Isolation and characterization of keratin-like proteins from cultured cells with fibroblastic morphology.

Abstract

Intermediate filaments (IF) isolated from a variety of cultured cells, conventionally described as fibrolasts, are composed predominately of proteins of MW of 54,000 and/or 55,000. Less than 15% of the protein found in native IF preparations from these cells is composed of 3-4 polypeptides of MW 60,000-70,000. Some biochemical and immunological properties of these proteins isolated from BHK-21 and mouse 3T3 cells were investigated.
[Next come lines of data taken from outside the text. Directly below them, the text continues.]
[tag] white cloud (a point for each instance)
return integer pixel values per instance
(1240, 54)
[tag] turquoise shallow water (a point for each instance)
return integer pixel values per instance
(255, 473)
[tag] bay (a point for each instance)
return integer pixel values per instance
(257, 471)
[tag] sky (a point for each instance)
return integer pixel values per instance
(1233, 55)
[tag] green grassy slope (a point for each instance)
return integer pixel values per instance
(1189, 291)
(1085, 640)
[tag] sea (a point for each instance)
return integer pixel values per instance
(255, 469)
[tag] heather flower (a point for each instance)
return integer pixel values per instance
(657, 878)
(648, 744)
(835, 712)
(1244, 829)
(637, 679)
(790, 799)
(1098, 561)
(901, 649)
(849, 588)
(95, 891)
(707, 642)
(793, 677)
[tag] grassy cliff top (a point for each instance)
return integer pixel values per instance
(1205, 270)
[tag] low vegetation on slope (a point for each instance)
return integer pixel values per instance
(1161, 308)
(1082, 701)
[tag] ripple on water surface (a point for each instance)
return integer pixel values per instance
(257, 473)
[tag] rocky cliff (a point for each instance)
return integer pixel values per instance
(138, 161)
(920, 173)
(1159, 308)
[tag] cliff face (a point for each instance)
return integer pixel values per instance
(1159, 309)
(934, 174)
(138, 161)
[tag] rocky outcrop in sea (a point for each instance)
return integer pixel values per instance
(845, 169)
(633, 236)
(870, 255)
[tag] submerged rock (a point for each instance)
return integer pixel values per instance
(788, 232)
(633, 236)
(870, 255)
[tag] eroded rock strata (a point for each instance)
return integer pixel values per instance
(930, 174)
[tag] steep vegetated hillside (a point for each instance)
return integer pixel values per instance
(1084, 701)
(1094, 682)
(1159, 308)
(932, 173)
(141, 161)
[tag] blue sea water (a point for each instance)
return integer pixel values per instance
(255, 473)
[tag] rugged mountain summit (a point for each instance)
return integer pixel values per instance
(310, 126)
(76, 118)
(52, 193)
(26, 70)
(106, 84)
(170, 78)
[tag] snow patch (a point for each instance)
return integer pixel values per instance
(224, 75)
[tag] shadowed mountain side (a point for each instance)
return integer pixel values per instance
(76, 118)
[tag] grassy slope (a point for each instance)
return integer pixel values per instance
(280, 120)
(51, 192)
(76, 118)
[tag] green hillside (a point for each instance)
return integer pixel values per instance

They are capable of forming paracrystals that exhibit a light/dark banding pattern when negatively stained with uranyl acetate. The dark bands are composed of longitudinally aligned .apprx. 2-nm-diameter filaments. The center-to-center spacing between either dark or light bands is 37-40 nm. These dimensions are consistent with the secondary structure of IF polypeptides and suggest that the dark bands represent lateral alignment of .alpha.-helical coiled-coil domains. Immunoblotting, secondary structure, as well as amino acid composition data indicate that the 60,000-70,000-MW paracrystal polypeptides are similar to keratin. Polypeptides with biochemical and immunological properties of epidermal keratin are present in cells normally considered to be fibroblasts.